I would be very pleased to do that, Mr. Chair.
As I indicated in my opening statement, the government announced, or committed, in 2004 to having the financial statements of all departments and agencies audited. These are big organizations for the most part. The biggest government departments spend many billions of dollars and have billions of dollars' worth of assets and liabilities under their control.
When the government made that announcement, the office publicly came out and said that we thought it was a good idea. There were two key reasons why the government did this: it will lead to the strengthening of internal controls in those departments--the management and control of all those assets, liabilities, and resources--and it will lead to better financial information for Parliament. The Department of National Defence spends $20 billion a year. We thought it made sense that the Department of National Defence would prepare a separate financial statement on its operations. We came out in support of that.

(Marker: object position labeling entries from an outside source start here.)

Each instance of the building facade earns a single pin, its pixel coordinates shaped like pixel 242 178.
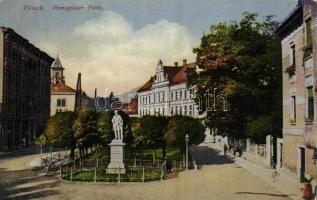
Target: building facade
pixel 298 34
pixel 24 90
pixel 166 93
pixel 62 96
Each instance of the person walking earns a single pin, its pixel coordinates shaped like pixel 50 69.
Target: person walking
pixel 307 191
pixel 225 149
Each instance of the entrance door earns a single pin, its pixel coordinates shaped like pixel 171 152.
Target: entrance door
pixel 302 164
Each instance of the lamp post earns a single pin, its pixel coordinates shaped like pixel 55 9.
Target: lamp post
pixel 186 140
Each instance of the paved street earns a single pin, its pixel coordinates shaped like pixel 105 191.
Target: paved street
pixel 218 178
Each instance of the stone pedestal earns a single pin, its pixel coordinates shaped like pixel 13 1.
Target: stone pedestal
pixel 116 157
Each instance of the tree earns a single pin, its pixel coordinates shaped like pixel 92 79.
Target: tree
pixel 242 60
pixel 41 141
pixel 85 128
pixel 65 127
pixel 179 126
pixel 105 132
pixel 150 130
pixel 59 131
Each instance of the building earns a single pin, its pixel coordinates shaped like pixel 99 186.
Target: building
pixel 24 90
pixel 166 93
pixel 62 96
pixel 131 107
pixel 298 33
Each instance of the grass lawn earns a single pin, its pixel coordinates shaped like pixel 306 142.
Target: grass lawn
pixel 132 175
pixel 172 154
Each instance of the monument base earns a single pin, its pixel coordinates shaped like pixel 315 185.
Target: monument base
pixel 116 164
pixel 209 139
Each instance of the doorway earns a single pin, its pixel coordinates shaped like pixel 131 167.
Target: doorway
pixel 302 165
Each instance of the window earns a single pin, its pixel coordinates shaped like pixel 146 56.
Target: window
pixel 293 109
pixel 310 104
pixel 190 109
pixel 308 33
pixel 59 102
pixel 63 102
pixel 292 55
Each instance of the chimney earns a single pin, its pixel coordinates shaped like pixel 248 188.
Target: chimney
pixel 184 62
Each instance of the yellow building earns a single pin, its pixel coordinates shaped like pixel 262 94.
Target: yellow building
pixel 298 34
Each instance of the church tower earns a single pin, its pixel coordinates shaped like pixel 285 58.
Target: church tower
pixel 57 75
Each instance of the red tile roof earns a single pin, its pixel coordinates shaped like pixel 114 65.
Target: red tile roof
pixel 62 88
pixel 132 107
pixel 176 75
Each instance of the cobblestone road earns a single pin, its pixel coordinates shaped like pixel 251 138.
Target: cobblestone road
pixel 217 179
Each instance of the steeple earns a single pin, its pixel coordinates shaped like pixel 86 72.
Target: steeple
pixel 57 72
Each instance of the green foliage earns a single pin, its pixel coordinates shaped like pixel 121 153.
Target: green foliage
pixel 41 141
pixel 151 131
pixel 308 50
pixel 85 128
pixel 105 132
pixel 179 126
pixel 290 70
pixel 243 61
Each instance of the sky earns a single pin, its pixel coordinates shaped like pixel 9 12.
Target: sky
pixel 116 48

As I indicated in my opening statement, though, it was never formalized in a policy decision. Government launched some plans to get the departments ready to prepare those financial statements and initially indicated that it wanted to have the financial statements of the largest 23 or 24 departments ready for audit by 2009. One department made that deadline. That was the justice department, as I indicated in my opening statement. We were pleased to audit those financial statements and give an unqualified opinion on those financial statements.
However, reflecting the fact that there was never a policy decision of government to move in this direction, and the fact that for the big departments and agencies we were hearing signals that they might not be ready until 2015 or 2016.... The initiative was losing momentum, and it was clear to us that this was no longer a priority for the government.
I believe the Comptroller General has confirmed that today: that the government has decided to approach this initiative in a different manner through their policies initiatives. So the Auditor General said that if this is no longer a priority for our government, we are not going to continue to pursue this initiative for something that's no longer a priority for government.
The only other comment I'd like to add, Mr. Chair, is that I think the Comptroller General is absolutely correct that the auditor's report on a set of departmental and financial statements does not explicitly provide any comfort on internal controls in the department. But the fact that the Auditor General is in there, doing the audit of those departmental financial statements, encouraging a controls-based audit and encouraging the departments to get ready for those controls-based audits.... When they're able to convince us that they're ready, we come in and do the audit and confirm that we can do the audit on a controls basis. That does provide, in my view, some independent validation to Parliament and to this committee that the controls have been strengthened in those organizations.
So the bottom line of our position, Mr. Chair, is that if and when this becomes a policy or priority of the government, the Auditor General is more than prepared to reconsider her position. But if there is no policy decision and it's not a priority—the Auditor General is under resource challenges, too—it doesn't make sense for us to push on this if government isn't itself pushing on it.